Sequencing may be performed through sequencing platforms. According to the embodiments of the present application, available sequencing platforms include, but are not limited to, the Hiseq, Miseq, Nextseq, and Novaseq sequencing platforms of Illumina, the Ion Torrent platform of Thermo Fisher/Life Technologies, the BGISEQ and MGISEQ/DNBSEQ platforms of BGI, and single-molecule sequencing platforms.

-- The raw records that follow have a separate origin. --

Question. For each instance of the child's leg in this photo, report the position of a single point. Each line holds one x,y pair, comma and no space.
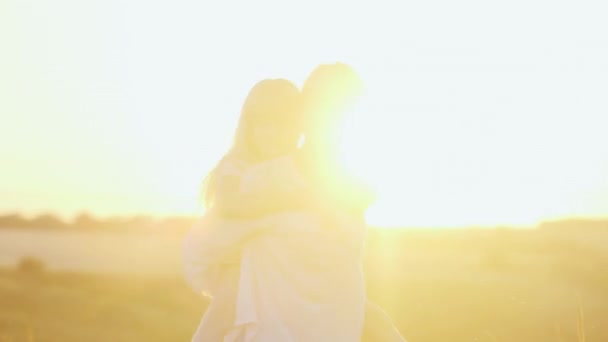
378,326
220,315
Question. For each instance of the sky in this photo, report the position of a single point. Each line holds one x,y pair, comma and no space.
475,112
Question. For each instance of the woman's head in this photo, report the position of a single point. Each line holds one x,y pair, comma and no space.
269,126
269,122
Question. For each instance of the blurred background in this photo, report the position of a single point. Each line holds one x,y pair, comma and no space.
482,130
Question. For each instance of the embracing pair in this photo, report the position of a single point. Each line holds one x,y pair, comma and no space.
279,247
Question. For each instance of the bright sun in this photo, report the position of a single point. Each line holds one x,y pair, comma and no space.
430,173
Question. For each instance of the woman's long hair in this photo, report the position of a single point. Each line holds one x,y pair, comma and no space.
270,101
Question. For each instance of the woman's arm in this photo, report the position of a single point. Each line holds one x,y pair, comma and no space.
232,201
378,326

In the description herein, A represents adenine and may also represent adenine nucleotide or an analog thereof; C represents cytosine and may also represent cytosine nucleotide or an analog thereof; G represents guanine and may also represent guanine nucleotide or an analog thereof; T represents thymine and may also represent thymine nucleotide or an analog thereof; U represents uracil and may also represent uracil nucleotide or an analog thereof. It should be understood that the representations of A, C, G, and T/U are consistent in the embodiments of the present disclosure. When one of them represents a base, the other three also represent bases. For example, when A represents adenine, correspondingly, C represents cytosine, G represents guanine, T represents thymine/U represents uracil. When one of them represents a nucleotide or an analog thereof, the other three also represent nucleotides or analogs thereof. For example, when A can represent adenine nucleotide or an analog thereof, correspondingly, C represents cytosine nucleotide or an analog thereof, G represents guanine nucleotide or an analog thereof, T represents thymine nucleotide or an analog thereof/U represents uracil or an analog thereof. “/” in T/U means “or”, that is: “T/U” means “T or U”.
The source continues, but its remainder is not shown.